Surtout, la Commission est en mode solution et réitère sa recommandation voulant que le gouvernement se dote d’une politique québécoise de lutte contre le racisme et la discrimination systémiques comme solution durable et pérenne pour lutter contre ce phénomène délétère qui fragilise le tissu social.

À cet égard, aux yeux de la Commission, il est impératif de remédier aux désavantages hérités du passé, réviser les politiques, les pratiques, les normes et les processus pour en éliminer les impacts négatifs sur les personnes racisées, dont les personnes des communautés noires, ainsi que sur les personnes autochtones.

Depuis près de 45 ans, la Commission œuvre activement à enrayer le racisme et la discrimination, que ce soit par le traitement de plaintes individuelles, d’enquêtes systémiques ou par un travail soutenu de recherche, d’éducation, de sensibilisation et de promotion auprès de différents publics et dans divers domaines. 

Les éléments de définition que la Commission soumet sont le fruit d’une démarche entreprise à l’été 2020 à la suite du meurtre de George Floyd aux États-Unis et des mobilisations qui s’en suivirent. La mort de Joyce Echaquan, cette femme atikamekw décédée à l’hôpital de Joliette sous une pluie d’insultes racistes proférées par le personnel soignant a confirmé l’importance de la démarche entreprise par la Commission.

Soulignons qu’à la suite de son enquête, la coroner Géhane Kamel a d’ailleurs conclu que madame Echaquan avait été « ostracisée, que son décès est directement relié aux soins obtenus lors de son hospitalisation […] et que sa mort aurait pu être évitée ». Cela vient démontrer à nouveau le fait que des institutions sont encore traversées par des rapports inégalitaires et des stéréotypes qui se traduisent par des attitudes et des comportements racistes.

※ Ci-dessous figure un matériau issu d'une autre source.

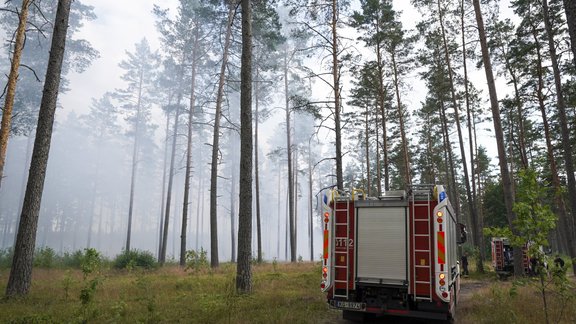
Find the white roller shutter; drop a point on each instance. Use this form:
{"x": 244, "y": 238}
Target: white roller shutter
{"x": 381, "y": 245}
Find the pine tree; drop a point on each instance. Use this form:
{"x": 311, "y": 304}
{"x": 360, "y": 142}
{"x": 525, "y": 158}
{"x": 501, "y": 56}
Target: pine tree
{"x": 21, "y": 271}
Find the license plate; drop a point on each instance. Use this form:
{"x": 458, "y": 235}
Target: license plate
{"x": 348, "y": 305}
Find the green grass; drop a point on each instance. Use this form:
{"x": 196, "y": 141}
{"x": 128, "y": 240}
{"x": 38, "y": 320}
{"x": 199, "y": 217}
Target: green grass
{"x": 287, "y": 294}
{"x": 503, "y": 301}
{"x": 282, "y": 293}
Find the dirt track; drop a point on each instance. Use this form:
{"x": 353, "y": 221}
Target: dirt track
{"x": 467, "y": 289}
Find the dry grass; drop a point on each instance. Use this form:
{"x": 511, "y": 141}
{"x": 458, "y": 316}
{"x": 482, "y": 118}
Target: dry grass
{"x": 497, "y": 302}
{"x": 283, "y": 293}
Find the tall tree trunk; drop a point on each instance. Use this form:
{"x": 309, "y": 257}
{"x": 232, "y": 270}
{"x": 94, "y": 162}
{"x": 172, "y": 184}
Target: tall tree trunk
{"x": 188, "y": 172}
{"x": 214, "y": 262}
{"x": 256, "y": 167}
{"x": 367, "y": 151}
{"x": 295, "y": 238}
{"x": 134, "y": 159}
{"x": 171, "y": 171}
{"x": 503, "y": 161}
{"x": 11, "y": 86}
{"x": 382, "y": 106}
{"x": 476, "y": 219}
{"x": 244, "y": 270}
{"x": 566, "y": 143}
{"x": 163, "y": 199}
{"x": 200, "y": 200}
{"x": 477, "y": 231}
{"x": 289, "y": 154}
{"x": 405, "y": 148}
{"x": 337, "y": 96}
{"x": 29, "y": 143}
{"x": 233, "y": 181}
{"x": 570, "y": 10}
{"x": 449, "y": 157}
{"x": 21, "y": 270}
{"x": 310, "y": 212}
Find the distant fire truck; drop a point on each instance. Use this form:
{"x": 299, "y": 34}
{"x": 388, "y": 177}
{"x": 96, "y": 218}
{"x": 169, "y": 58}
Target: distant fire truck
{"x": 392, "y": 255}
{"x": 503, "y": 257}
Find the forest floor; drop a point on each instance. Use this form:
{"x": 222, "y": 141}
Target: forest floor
{"x": 283, "y": 293}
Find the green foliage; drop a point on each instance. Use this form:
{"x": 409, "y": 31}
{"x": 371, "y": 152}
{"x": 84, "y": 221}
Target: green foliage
{"x": 89, "y": 290}
{"x": 67, "y": 283}
{"x": 45, "y": 258}
{"x": 90, "y": 262}
{"x": 135, "y": 259}
{"x": 35, "y": 318}
{"x": 494, "y": 206}
{"x": 196, "y": 260}
{"x": 72, "y": 260}
{"x": 534, "y": 221}
{"x": 6, "y": 256}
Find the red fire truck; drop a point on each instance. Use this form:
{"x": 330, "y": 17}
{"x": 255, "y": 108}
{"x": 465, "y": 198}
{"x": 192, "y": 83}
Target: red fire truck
{"x": 392, "y": 255}
{"x": 503, "y": 257}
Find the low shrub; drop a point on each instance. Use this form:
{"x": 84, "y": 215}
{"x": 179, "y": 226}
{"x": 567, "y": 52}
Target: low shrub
{"x": 6, "y": 258}
{"x": 135, "y": 259}
{"x": 45, "y": 257}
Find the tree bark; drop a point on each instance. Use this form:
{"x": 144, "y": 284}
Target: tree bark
{"x": 256, "y": 168}
{"x": 566, "y": 143}
{"x": 214, "y": 262}
{"x": 477, "y": 231}
{"x": 570, "y": 10}
{"x": 171, "y": 170}
{"x": 21, "y": 270}
{"x": 244, "y": 270}
{"x": 405, "y": 149}
{"x": 290, "y": 166}
{"x": 188, "y": 172}
{"x": 503, "y": 161}
{"x": 337, "y": 99}
{"x": 134, "y": 160}
{"x": 11, "y": 86}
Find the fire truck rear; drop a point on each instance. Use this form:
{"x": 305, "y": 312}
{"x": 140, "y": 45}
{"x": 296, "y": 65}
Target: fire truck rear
{"x": 392, "y": 255}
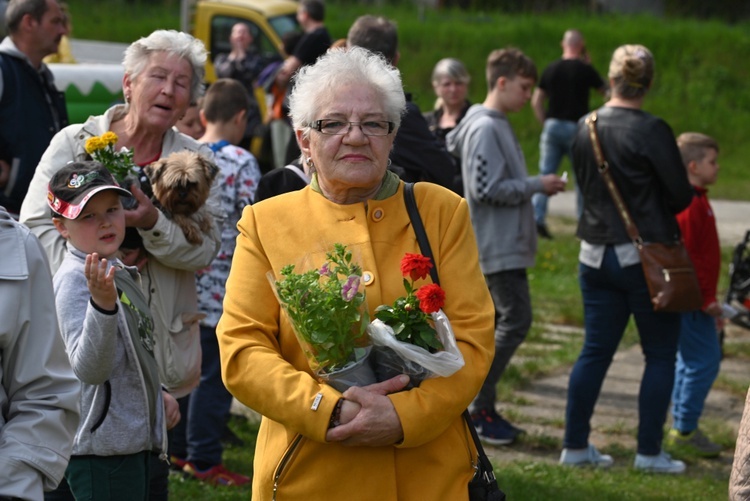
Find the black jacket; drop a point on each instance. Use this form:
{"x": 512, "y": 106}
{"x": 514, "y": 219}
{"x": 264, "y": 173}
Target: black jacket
{"x": 32, "y": 111}
{"x": 417, "y": 155}
{"x": 646, "y": 167}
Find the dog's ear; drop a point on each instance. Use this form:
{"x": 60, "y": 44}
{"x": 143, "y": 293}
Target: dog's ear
{"x": 155, "y": 169}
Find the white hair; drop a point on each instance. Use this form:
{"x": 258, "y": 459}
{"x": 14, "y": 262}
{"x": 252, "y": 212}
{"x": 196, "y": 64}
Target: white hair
{"x": 322, "y": 81}
{"x": 175, "y": 43}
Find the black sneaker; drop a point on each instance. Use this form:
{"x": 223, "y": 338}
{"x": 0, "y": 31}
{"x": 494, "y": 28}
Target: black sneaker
{"x": 492, "y": 428}
{"x": 542, "y": 231}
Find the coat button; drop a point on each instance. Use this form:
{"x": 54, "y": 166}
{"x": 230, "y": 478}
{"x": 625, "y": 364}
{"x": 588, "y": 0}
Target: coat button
{"x": 368, "y": 277}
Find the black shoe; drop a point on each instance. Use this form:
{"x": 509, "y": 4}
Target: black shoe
{"x": 492, "y": 428}
{"x": 542, "y": 231}
{"x": 230, "y": 439}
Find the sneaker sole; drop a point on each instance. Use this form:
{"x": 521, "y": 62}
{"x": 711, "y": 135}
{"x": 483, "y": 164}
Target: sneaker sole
{"x": 659, "y": 470}
{"x": 496, "y": 441}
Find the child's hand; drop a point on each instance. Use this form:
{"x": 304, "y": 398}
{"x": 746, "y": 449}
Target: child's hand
{"x": 101, "y": 283}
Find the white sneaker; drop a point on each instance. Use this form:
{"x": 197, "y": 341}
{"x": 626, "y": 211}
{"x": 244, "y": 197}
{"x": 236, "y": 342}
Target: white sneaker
{"x": 586, "y": 457}
{"x": 660, "y": 463}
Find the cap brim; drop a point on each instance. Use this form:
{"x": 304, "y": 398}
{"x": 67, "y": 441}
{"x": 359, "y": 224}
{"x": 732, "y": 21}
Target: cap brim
{"x": 73, "y": 209}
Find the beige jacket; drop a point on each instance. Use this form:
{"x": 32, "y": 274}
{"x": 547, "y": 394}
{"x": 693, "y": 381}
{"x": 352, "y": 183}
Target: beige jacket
{"x": 169, "y": 276}
{"x": 38, "y": 391}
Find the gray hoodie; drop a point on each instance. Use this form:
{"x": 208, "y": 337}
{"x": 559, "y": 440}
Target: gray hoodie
{"x": 497, "y": 189}
{"x": 118, "y": 415}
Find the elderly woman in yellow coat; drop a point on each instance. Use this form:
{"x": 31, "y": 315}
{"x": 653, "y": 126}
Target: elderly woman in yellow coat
{"x": 390, "y": 444}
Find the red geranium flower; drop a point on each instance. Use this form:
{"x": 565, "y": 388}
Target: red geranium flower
{"x": 431, "y": 298}
{"x": 415, "y": 266}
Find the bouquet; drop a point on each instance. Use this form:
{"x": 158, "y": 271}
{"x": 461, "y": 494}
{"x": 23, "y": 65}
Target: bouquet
{"x": 102, "y": 149}
{"x": 327, "y": 309}
{"x": 413, "y": 336}
{"x": 119, "y": 163}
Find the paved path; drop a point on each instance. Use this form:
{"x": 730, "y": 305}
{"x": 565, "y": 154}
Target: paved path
{"x": 540, "y": 407}
{"x": 733, "y": 218}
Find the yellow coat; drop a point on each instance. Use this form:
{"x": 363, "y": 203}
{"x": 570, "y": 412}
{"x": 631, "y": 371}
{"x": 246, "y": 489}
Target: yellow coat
{"x": 264, "y": 367}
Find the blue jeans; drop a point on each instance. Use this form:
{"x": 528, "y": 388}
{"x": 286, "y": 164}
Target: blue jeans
{"x": 555, "y": 143}
{"x": 698, "y": 362}
{"x": 510, "y": 294}
{"x": 610, "y": 295}
{"x": 204, "y": 411}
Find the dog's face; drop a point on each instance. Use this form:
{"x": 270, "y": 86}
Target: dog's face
{"x": 181, "y": 182}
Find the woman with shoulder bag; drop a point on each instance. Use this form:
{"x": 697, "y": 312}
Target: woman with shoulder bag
{"x": 645, "y": 165}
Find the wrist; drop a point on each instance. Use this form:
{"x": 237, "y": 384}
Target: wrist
{"x": 103, "y": 308}
{"x": 336, "y": 414}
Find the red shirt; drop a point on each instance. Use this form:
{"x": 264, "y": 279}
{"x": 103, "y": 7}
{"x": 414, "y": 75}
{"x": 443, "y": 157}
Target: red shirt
{"x": 698, "y": 227}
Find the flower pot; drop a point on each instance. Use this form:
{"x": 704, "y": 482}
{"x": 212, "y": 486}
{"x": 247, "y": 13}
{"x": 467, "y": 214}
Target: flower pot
{"x": 141, "y": 181}
{"x": 389, "y": 364}
{"x": 356, "y": 373}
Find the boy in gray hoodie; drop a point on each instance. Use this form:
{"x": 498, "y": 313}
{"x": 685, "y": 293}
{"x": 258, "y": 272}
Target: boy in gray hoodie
{"x": 107, "y": 328}
{"x": 498, "y": 191}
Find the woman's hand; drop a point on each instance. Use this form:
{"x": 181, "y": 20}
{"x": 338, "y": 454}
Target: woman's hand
{"x": 552, "y": 184}
{"x": 368, "y": 416}
{"x": 171, "y": 410}
{"x": 100, "y": 282}
{"x": 145, "y": 214}
{"x": 134, "y": 257}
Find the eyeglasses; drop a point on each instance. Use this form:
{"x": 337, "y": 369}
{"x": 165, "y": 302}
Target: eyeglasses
{"x": 339, "y": 127}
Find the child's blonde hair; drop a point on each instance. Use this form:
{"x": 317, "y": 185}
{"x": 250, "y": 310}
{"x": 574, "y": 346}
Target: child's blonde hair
{"x": 693, "y": 146}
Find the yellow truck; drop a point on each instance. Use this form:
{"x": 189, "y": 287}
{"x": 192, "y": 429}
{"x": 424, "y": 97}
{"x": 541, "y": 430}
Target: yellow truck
{"x": 91, "y": 87}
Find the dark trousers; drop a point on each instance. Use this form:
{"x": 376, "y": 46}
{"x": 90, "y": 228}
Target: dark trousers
{"x": 611, "y": 294}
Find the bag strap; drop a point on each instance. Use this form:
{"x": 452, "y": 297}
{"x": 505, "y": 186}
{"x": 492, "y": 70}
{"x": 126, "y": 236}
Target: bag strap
{"x": 424, "y": 246}
{"x": 609, "y": 182}
{"x": 416, "y": 222}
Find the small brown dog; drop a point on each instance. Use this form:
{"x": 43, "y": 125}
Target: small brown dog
{"x": 181, "y": 183}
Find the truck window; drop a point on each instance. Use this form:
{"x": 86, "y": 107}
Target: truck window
{"x": 284, "y": 24}
{"x": 221, "y": 28}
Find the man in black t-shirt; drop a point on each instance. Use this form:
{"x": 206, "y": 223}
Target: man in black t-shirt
{"x": 565, "y": 85}
{"x": 313, "y": 44}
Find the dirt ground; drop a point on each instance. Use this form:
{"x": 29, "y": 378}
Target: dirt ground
{"x": 540, "y": 409}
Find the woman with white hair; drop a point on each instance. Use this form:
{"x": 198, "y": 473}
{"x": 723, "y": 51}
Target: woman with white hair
{"x": 375, "y": 441}
{"x": 163, "y": 75}
{"x": 450, "y": 81}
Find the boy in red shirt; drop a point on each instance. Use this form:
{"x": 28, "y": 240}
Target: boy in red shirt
{"x": 699, "y": 352}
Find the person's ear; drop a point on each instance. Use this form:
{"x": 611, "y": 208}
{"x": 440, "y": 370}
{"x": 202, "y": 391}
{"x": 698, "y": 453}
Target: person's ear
{"x": 304, "y": 143}
{"x": 127, "y": 87}
{"x": 240, "y": 117}
{"x": 60, "y": 225}
{"x": 692, "y": 167}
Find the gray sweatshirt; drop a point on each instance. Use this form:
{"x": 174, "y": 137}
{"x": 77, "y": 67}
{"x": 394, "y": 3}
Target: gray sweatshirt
{"x": 115, "y": 408}
{"x": 497, "y": 189}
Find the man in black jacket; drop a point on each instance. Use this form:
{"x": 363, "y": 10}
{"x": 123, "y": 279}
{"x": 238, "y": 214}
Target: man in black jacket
{"x": 32, "y": 110}
{"x": 417, "y": 155}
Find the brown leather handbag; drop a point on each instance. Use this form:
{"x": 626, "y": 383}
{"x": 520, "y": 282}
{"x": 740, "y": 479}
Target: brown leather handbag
{"x": 670, "y": 275}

Fermement convaincue de l’importance de bien comprendre la notion de racisme systémique, la Commission a choisi la voie du questionnement et de la réflexion, afin de faire ressortir toute la complexité associée à cette notion ainsi que les enseignements qu’on peut en tirer. Ce pas de recul représente une approche porteuse afin de dépasser les clivages actuels. Mieux saisir ce concept permet d’apporter un éclairage plus fécond sur la réalité québécoise.

Au cours de sa démarche, la Commission a observé une confusion dans l'utilisation des concepts de discrimination systémique et de racisme systémique. Ceux-ci sont en effet bien souvent présentés comme équivalents. Dans certains cas, la définition de discrimination systémique utilisée depuis plusieurs années par la Commission a été incorrectement présentée par des intervenants du débat comme étant sa définition du racisme systémique, ce qui manifestement contribue à la confusion actuelle.

Du point de vue de la Commission, les concepts de « discrimination systémique » et de « racisme systémique » sont distincts. Dit simplement, la discrimination systémique constitue une qualification juridique spécifique associée au cadre de la Charte, tandis que le racisme systémique correspond à une réalité sociale ou sociologique. Soulignons que le concept de racisme systémique n’a pas toujours le caractère intentionnel qu’on lui accorde.

Plus précisément, la notion de racisme systémique invite à s’intéresser à l’interdépendance des facteurs, ce qui permet de faire ressortir les différentes causes à l’origine de l’exclusion des personnes racisées, dont les personnes des communautés noires ainsi que les personnes autochtones. La perspective systémique permet de dépasser l’aspect purement individuel du racisme. Elle élargit également l’angle et la portée en s’attardant aux effets des dynamiques entre institutions et entre secteurs d’activités qui désavantagent certains groupes et participent de ce fait à la reproduction du racisme et des inégalités structurelles qu’elle engendre encore aujourd’hui

Plus globalement, la Commission invite les décideurs à s’appuyer sur son document de réflexion afin d’entreprendre des actions qui s’attaqueront aux causes profondes du racisme systémique et à ses conséquences. Cette étape est incontournable si l’on veut identifier et mettre en œuvre des solutions concrètes et durables qui permettront de garantir l’égalité réelle à toutes les personnes au Québec.